Lisa Yates, one of our buyer’s agents, lost her home in the Cedar fire. She called me as she was leaving her open house yesterday, and I could sense the tension in her voice. Years ago, in my crazy younger days, I had an unfortunate mishap involving a Tom Collins. Today, merely the glimpse of a gin bottle sends me reeling, and I feel sick to my bones. This is how she and so many others must be feeling this morning.

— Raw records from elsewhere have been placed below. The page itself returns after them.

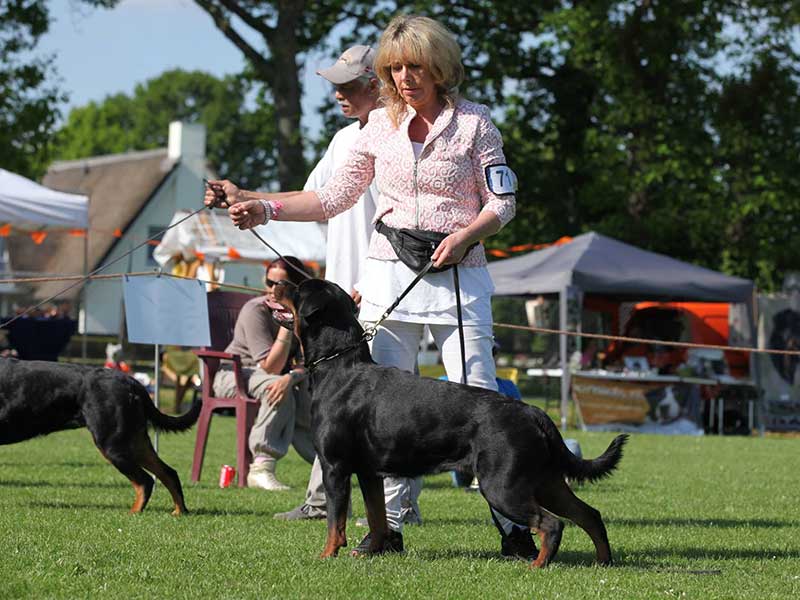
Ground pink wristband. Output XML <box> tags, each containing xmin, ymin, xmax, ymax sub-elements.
<box><xmin>259</xmin><ymin>200</ymin><xmax>283</xmax><ymax>225</ymax></box>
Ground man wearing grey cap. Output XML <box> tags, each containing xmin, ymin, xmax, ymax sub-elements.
<box><xmin>275</xmin><ymin>46</ymin><xmax>378</xmax><ymax>521</ymax></box>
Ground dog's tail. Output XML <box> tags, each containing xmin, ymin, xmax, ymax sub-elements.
<box><xmin>137</xmin><ymin>382</ymin><xmax>203</xmax><ymax>432</ymax></box>
<box><xmin>564</xmin><ymin>434</ymin><xmax>628</xmax><ymax>482</ymax></box>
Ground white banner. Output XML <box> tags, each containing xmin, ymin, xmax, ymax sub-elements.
<box><xmin>122</xmin><ymin>275</ymin><xmax>211</xmax><ymax>347</ymax></box>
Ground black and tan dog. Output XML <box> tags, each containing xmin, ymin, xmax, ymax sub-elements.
<box><xmin>286</xmin><ymin>280</ymin><xmax>627</xmax><ymax>567</ymax></box>
<box><xmin>0</xmin><ymin>358</ymin><xmax>201</xmax><ymax>515</ymax></box>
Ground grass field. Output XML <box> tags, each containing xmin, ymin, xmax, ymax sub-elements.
<box><xmin>0</xmin><ymin>404</ymin><xmax>800</xmax><ymax>600</ymax></box>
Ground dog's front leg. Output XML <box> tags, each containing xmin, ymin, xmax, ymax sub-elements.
<box><xmin>358</xmin><ymin>473</ymin><xmax>389</xmax><ymax>554</ymax></box>
<box><xmin>320</xmin><ymin>466</ymin><xmax>350</xmax><ymax>558</ymax></box>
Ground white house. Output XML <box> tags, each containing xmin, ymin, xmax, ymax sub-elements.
<box><xmin>8</xmin><ymin>122</ymin><xmax>324</xmax><ymax>334</ymax></box>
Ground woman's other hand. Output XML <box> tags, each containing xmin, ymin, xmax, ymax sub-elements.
<box><xmin>203</xmin><ymin>179</ymin><xmax>244</xmax><ymax>208</ymax></box>
<box><xmin>228</xmin><ymin>200</ymin><xmax>266</xmax><ymax>229</ymax></box>
<box><xmin>267</xmin><ymin>373</ymin><xmax>292</xmax><ymax>406</ymax></box>
<box><xmin>431</xmin><ymin>229</ymin><xmax>470</xmax><ymax>268</ymax></box>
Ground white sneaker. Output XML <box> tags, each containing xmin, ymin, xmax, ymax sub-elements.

San Diego Unified School District, in their infinite wisdom, announced that all schools would be open today. Forget that it is raining white, forget that breathing is difficult at best, or that the entire I-15 corridor to our immediate north and Ramona to the east has been evacuated. My daughters dutifully headed off to school (“We have tests!”), only to find what I already knew. Most of the faculty and staff were absentee. Presumably, if their homes weren’t in danger, then their freeway commute routes were closed. Teachers told the few in attendance, “You didn’t hear it from me, but if you can get a ride home, go now.” It’s one hour later, and we just got the word that Mira Mesa and Scripps Ranch Schools have been closed. The punch line is that they are now bringing the Red Cross in because all of the students who were bused have no way home. Geez.
Moments ago, I received an email from the Scripps Ranch Civic Association saying that the southern end of the Witch Fire is now following the path of the previous Cedar Fire and that, depending on winds, could reach Scripps this morning. I think this is alarmist, but then we thought the first signs of flames last time wouldn’t concern us.
Steve is threatening to mobilize for an evacuation, but that’s premature. My oldest daughter has asked to get together with her friends to lend support, some of whom were directly affected last time around and are reliving a nightmare. One of my favorite, dearest past clients spent the night with friends and still wonders about the fate of his home. He was among the first evacuees in Ramona last night, and I’m afraid it doesn’t look good. My younger daughter received an email from one of her friends in neighboring Rancho Bernardo this morning saying that a home on her street was burning, and her family had to go.
Our office will be closed today. We will be glued to the television and praying for our friends and neighbors.